Samstag, 15. März 2014

Bazen tarih tekerrürden ibarettir

Şartlar aynı olmasa bile aynı alışagelmis davranışlar tekrarlanıyor olduğu görülür. Birinci dünya savaşından sonra yeni bir devlet kuran Atatürk din adamlarının yetkisini sınırlamakla suçlanmışti. Oysa o zamanki din adamlarının ne yaptıkları söylenmezdi. Tarih bilgim yeterli olmadığı için sadece spekülasyon yapacağım. Bugünkü durumları gördükçe eski durumların da pek değişik olduğunu zannetmiyorum. Yanlız bu durumun incelenip açıklığa kavusturulmasinda fayda olduğu kanısındayım. Tarih bilgisi olanlara buradan çağrı yapıyorum. O zamanki durumu bugüne bakarak karsilastirin. Hangi benzerlikler vardı? O zaman da cemaatin gücü ne kadardı? Onların da yürürlükte olan devlete karşı örgütlenmeleri var miydi? Ancak bu sorular yanitlandiginda Atatürk'ün getirdiği bazı cemaatlare karşı olan sınırlamalar anlaşılabilir. Ancak o zaman Atatürk'ün din düşmanlığı ile suclanmasinin ne kadar doğru olduğu anlaşılabilir.

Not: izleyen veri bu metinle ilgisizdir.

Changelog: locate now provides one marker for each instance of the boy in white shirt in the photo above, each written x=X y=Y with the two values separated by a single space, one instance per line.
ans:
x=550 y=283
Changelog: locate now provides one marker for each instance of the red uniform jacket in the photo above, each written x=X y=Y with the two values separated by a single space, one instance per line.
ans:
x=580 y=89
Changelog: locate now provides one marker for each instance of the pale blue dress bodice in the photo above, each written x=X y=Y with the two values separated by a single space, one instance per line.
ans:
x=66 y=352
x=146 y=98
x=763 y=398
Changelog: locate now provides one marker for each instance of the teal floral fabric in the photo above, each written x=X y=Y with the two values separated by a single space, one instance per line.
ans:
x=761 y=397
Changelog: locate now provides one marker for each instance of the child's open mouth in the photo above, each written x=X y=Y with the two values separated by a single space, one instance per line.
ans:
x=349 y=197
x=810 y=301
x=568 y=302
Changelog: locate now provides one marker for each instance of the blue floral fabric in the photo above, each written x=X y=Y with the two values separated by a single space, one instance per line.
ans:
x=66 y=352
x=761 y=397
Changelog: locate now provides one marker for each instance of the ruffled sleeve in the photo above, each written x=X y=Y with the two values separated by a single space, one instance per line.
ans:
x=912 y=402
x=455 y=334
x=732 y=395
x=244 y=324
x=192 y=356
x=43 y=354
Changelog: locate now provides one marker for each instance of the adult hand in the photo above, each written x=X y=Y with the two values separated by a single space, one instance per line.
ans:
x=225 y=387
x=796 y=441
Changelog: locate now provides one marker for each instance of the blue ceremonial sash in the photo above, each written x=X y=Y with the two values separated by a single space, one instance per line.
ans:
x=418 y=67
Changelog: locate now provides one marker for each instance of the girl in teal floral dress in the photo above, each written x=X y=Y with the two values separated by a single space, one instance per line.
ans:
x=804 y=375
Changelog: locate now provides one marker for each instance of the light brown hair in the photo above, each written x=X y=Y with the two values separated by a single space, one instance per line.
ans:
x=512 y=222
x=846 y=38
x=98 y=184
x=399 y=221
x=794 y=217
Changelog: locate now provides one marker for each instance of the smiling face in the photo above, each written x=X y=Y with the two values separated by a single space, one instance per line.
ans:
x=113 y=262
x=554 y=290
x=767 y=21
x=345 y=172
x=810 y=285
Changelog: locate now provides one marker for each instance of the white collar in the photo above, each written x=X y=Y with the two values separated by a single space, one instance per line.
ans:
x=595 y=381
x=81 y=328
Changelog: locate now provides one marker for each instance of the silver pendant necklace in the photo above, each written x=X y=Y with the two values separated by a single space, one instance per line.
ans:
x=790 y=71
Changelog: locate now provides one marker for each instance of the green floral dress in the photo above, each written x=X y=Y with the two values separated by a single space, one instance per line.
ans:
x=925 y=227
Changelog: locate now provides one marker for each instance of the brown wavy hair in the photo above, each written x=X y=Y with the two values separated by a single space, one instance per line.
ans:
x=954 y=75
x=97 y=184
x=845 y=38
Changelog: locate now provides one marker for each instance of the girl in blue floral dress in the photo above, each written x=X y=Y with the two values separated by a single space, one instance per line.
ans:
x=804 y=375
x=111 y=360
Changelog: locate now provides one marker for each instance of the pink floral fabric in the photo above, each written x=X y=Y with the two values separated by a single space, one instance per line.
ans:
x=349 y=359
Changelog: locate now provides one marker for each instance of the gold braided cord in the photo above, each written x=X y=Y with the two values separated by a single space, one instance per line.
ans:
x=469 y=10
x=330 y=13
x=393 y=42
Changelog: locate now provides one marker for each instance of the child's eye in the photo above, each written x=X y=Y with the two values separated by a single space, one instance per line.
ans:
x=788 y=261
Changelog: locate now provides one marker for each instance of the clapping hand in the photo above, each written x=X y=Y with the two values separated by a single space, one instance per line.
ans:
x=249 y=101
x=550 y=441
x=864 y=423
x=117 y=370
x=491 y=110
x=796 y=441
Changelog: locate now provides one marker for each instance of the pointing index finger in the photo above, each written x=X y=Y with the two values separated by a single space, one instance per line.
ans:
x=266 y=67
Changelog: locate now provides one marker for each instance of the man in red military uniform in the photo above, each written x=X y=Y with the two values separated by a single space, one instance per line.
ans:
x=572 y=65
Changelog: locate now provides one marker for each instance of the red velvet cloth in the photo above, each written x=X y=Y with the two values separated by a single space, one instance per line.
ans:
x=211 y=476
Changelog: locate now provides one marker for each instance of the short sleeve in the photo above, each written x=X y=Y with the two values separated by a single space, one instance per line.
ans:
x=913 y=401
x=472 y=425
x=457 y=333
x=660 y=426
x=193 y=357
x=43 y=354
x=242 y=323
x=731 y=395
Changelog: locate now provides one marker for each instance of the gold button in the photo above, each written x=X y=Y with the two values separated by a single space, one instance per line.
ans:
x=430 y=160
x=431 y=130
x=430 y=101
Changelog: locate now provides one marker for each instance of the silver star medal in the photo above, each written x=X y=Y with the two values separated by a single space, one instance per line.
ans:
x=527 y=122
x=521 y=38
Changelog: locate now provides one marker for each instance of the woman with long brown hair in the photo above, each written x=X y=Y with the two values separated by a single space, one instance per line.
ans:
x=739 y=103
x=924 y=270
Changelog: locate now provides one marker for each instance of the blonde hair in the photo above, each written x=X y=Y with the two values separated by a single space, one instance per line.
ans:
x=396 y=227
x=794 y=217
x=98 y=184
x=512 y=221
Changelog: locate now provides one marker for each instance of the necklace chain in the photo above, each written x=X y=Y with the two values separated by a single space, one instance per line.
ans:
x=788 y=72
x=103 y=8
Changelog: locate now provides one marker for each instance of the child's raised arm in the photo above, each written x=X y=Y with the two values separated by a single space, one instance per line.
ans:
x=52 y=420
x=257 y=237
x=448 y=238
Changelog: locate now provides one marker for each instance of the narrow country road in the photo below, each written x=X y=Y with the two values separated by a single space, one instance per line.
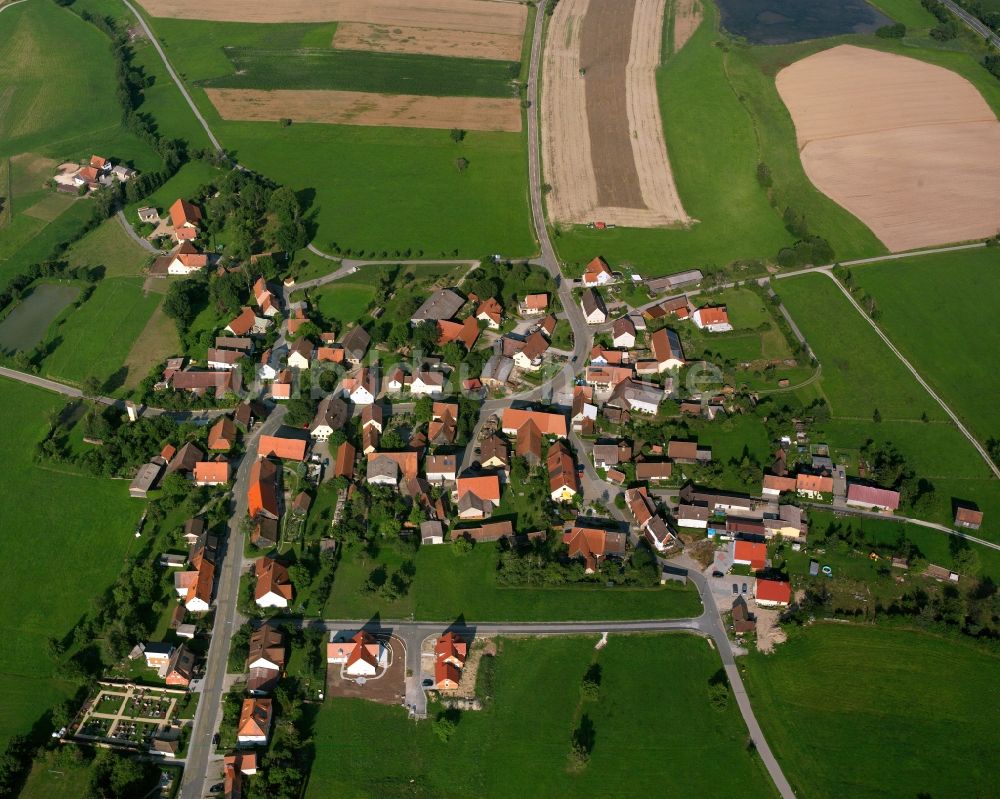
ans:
x=708 y=624
x=75 y=393
x=170 y=70
x=847 y=511
x=198 y=775
x=973 y=23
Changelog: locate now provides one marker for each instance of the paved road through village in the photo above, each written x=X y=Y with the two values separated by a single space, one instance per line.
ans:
x=202 y=766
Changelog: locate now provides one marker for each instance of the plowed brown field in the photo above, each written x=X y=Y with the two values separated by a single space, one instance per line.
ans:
x=909 y=148
x=485 y=16
x=427 y=41
x=368 y=109
x=602 y=134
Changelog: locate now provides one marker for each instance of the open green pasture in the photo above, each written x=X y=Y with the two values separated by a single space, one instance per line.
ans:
x=446 y=585
x=300 y=56
x=95 y=339
x=860 y=374
x=63 y=104
x=383 y=190
x=713 y=155
x=933 y=308
x=110 y=248
x=66 y=536
x=873 y=712
x=518 y=745
x=358 y=71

Şu anda paralel devletten söz ediliyor. Cemaatin gücünden bahsediliyor. Hiç kimse fark etmeden tüm devlet kurumlarının içine sızdıklarından bahsediliyor. Görünüşte politik bir güce sahip olmamalarina rağmen kurumların işleyişini kendi lehine cevirebildiklerini Ergenekon ve Balyoz davalarında çok net şekilde görmek mümkündü. O zamanlar için çok kesin gözü ile bakılan delillerin sahte olduğu teker teker ortaya çıktı, aksi halde içerde yatanları şu anda çıkarmak imkansız olacaktı.

Yöntem açısından bakıldığında gizli bir örgütün gücü eline geçirmek istediği ama bunu demokratik yollardan değil, din kardeşliği altında yaptığını görmek mümkündür. Müritlerinin söylediklerini uygulayan, yürürlükteki yasaları kendi lehine çevirmesini bilen, polis teşkilatı ile de uygulatmayi sağlayan devlet içinde bir devlet. Bu nedenle paralel devlet denmesi çok yerinde bir tabirdir. Atatürk zamanında da aynı cemaatin kurucusu aynı yöntemlerle devlet kurumlarını işlemez hale getirip tüm gücü eline geçirmek mi istedi sorusu insanın aklından geçmiyor değil. Eğer bu sav doğru ise Atatürk'ün gereksiz yere din düşmanlığı ile suçlanması yanlıştır. O da bugün olduğu gibi devleti haksız yere ele geçirmek isteyenlerden temizlemiş olamaz mi? Bilmiyorum ama paralellik var.